Fixing Slow Hugging Face Downloads | Generated by AI
This is a common issue when downloading huge HF datasets through a proxy. The combination of:
- Many multi-hundred-MB files
- Python
requests/huggingface_hub - A local HTTP proxy (especially Clash, V2Ray, or tun2socks)
often results in extremely slow throughput or connection resets.
Below are the most useful fixes.
1. Best Fix: Use hf_transfer
Hugging Face has an accelerated downloader that gives 10×–50× faster speeds and is more stable.
Install:
pip install hf_transfer
export HF_HUB_ENABLE_HF_TRANSFER=1
Run your command again.
This alone usually fixes slow downloads through proxies.
2. Use aria2c with Hugging Face CLI (fastest for huge files)
If you download manually:
pip install huggingface_hub[cli]
sudo apt install aria2
Then download:
huggingface-cli download --repo-type dataset openwebtext --local-dir ./openwebtext --local-dir-use-symlinks False
HF CLI automatically uses aria2, which handles:
- parallel connections
- resume
- unstable proxies
much better than requests.
3. Fix for local proxy slowness: use system-wide SOCKS instead of HTTP
If you’re using something like:
HTTP_PROXY=http://127.0.0.1:7890
HTTPS_PROXY=http://127.0.0.1:7890
Switch to SOCKS5 if your proxy supports it:
export ALL_PROXY=socks5://127.0.0.1:7891
SOCKS is much more stable for large file streaming.

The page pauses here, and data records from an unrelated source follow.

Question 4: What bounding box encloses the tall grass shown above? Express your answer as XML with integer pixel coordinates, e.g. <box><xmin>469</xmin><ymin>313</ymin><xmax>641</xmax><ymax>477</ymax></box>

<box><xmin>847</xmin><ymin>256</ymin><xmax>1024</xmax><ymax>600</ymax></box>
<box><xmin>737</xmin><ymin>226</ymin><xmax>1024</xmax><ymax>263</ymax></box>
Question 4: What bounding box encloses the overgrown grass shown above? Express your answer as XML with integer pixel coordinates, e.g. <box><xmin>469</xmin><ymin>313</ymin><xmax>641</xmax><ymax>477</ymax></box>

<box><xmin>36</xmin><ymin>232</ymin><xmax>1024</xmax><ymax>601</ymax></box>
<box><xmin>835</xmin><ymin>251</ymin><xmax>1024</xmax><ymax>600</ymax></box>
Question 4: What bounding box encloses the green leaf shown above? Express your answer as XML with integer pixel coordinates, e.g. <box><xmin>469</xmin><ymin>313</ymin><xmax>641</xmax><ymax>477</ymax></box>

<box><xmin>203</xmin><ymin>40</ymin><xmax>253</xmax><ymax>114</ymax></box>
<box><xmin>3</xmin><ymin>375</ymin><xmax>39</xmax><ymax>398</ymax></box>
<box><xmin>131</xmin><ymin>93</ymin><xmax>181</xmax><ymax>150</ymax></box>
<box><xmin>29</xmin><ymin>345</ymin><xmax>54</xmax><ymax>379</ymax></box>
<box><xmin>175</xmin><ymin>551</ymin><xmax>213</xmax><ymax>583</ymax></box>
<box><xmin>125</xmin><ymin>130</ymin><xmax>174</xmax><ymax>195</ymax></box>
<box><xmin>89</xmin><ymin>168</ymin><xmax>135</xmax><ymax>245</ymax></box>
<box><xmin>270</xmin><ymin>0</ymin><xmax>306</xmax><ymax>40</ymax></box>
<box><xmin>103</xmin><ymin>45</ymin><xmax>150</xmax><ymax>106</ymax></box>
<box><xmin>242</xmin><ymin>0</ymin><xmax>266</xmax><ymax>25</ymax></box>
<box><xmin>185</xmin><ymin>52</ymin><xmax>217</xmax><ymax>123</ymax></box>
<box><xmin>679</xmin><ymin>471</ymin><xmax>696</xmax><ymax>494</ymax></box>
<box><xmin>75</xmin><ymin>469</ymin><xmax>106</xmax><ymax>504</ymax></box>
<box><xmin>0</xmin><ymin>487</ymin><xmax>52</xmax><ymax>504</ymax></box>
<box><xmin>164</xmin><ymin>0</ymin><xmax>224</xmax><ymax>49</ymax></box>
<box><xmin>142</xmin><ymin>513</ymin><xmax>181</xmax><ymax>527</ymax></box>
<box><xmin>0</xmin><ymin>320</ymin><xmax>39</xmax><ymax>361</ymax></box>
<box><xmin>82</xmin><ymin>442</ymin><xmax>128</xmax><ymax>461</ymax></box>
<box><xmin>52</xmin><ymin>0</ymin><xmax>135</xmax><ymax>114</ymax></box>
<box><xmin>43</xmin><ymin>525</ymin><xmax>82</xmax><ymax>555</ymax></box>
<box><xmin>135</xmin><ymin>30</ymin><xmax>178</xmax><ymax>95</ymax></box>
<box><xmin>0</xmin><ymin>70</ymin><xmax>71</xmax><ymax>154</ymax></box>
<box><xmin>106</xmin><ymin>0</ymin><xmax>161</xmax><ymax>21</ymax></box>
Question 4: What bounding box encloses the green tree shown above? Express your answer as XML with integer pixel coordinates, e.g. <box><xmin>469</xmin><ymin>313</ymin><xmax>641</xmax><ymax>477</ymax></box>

4. Disable proxy for large files
If your raw network is OK but proxy is slowing down:
unset HTTP_PROXY
unset HTTPS_PROXY
unset ALL_PROXY
Then retry. Some HF servers are fast even without proxy depending on region.
5. Use HF mirror (Chinese mainland / TW sometimes slow)
You can force CDN:
export HF_ENDPOINT=https://hf-mirror.com
Then run again. This dramatically improves speeds for some regions.
6. Resume interrupted downloads
HF datasets are cached here:
~/.cache/huggingface/datasets/
If any file was partially downloaded, HF resumes automatically — no need to start from zero.
7. If still slow: avoid the full dataset, use a small slice
OpenWebText is >40GB. You can load only a small part:
from datasets import load_dataset
ds = load_dataset("openwebtext", split="train[:1%]")
Quick recommendation
Fastest + easiest:
pip install hf_transfer
export HF_HUB_ENABLE_HF_TRANSFER=1
python data/openwebtext_10k/prepare.py
You should immediately see download speeds jump.
If you want, I can show you how to modify your prepare.py to use a completely custom downloader with retry/backoff and parallel fetching, so your pipeline always downloads fast and never stalls.